Working together, we can cut poverty in half within ten years. We will provide all our children a world-class education, from early childhood through college. We will develop innovative transitional job programs that place unemployed people into temporary jobs and train them for permanent ones. To help workers share in our country's productivity, we'll expand the Earned Income Tax Credit, and raise the minimum wage and index it to inflation. The majority of adults in poverty are women, and to combat poverty we must work for fair pay, support for mothers, and policies that promote responsible fatherhood. We'll start letting our unions do what they do best again--organize and lift up our workers. We'll make sure that every American has affordable health care that stays with you no matter what happens. We will assist American Indian communities, since 10 of the 20 poorest counties in the U.S. are on Indian lands. We'll bring businesses back to our inner-cities, increase the supply of affordable housing, and establish 'promise neighborhoods' that provide comprehensive services in areas of concentrated poverty.

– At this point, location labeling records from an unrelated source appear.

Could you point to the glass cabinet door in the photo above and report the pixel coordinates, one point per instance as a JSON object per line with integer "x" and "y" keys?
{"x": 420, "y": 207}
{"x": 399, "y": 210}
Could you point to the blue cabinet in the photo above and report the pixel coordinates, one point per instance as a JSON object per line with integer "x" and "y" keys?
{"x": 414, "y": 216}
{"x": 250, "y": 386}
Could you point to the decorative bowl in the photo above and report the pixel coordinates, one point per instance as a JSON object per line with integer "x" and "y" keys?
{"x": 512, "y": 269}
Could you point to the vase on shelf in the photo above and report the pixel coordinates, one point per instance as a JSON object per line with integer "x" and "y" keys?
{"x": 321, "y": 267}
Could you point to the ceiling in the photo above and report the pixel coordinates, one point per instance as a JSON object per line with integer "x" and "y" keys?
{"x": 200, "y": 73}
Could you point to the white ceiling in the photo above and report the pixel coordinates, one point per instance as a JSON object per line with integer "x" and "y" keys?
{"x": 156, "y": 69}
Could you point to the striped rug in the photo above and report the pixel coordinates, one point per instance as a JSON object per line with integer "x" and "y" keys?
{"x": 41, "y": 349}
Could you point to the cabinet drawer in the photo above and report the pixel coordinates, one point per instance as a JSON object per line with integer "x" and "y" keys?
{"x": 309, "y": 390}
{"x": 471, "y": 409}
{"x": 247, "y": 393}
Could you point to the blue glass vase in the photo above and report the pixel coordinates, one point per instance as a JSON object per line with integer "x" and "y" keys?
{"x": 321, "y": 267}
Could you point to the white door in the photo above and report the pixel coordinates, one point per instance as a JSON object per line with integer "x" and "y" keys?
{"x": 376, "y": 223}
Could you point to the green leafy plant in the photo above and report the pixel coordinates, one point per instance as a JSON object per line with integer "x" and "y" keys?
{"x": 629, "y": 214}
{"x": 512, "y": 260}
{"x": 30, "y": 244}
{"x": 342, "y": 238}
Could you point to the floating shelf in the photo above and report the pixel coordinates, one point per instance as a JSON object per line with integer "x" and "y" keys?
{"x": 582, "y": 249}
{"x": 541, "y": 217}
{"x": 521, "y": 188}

Republicans: No nation spends more in combined public and private efforts to combat disease and poverty around the world, and no nation works harder to ensure the continued vitality of the global economy. Our reasons for doing so are both moral and practical, for a world where half of the human race lives on a few dollars a day is neither just nor stable. Including the world's poor in an expanding circle of development is part and parcel of the Republican approach to world trade through open markets and fair competition. It must also be a top priority of our foreign policy. Decades of massive aid have failed to spur economic growth in the poorest countries, where it has often propped up failed policies and corrupt rulers. We will target foreign assistance to high-impact goals: fostering the rule of law through democratic government, emphasizing literacy and learning, and concentrating on the foundations for economic development: clean water, agricultural improvement, and microcredit funding for small enterprises.

The Republican platform doesn't directly address poverty in the U.S., but includes promises of tax cuts for families and for lower-income earners, and as well as creating more jobs and helping struggling homeowners.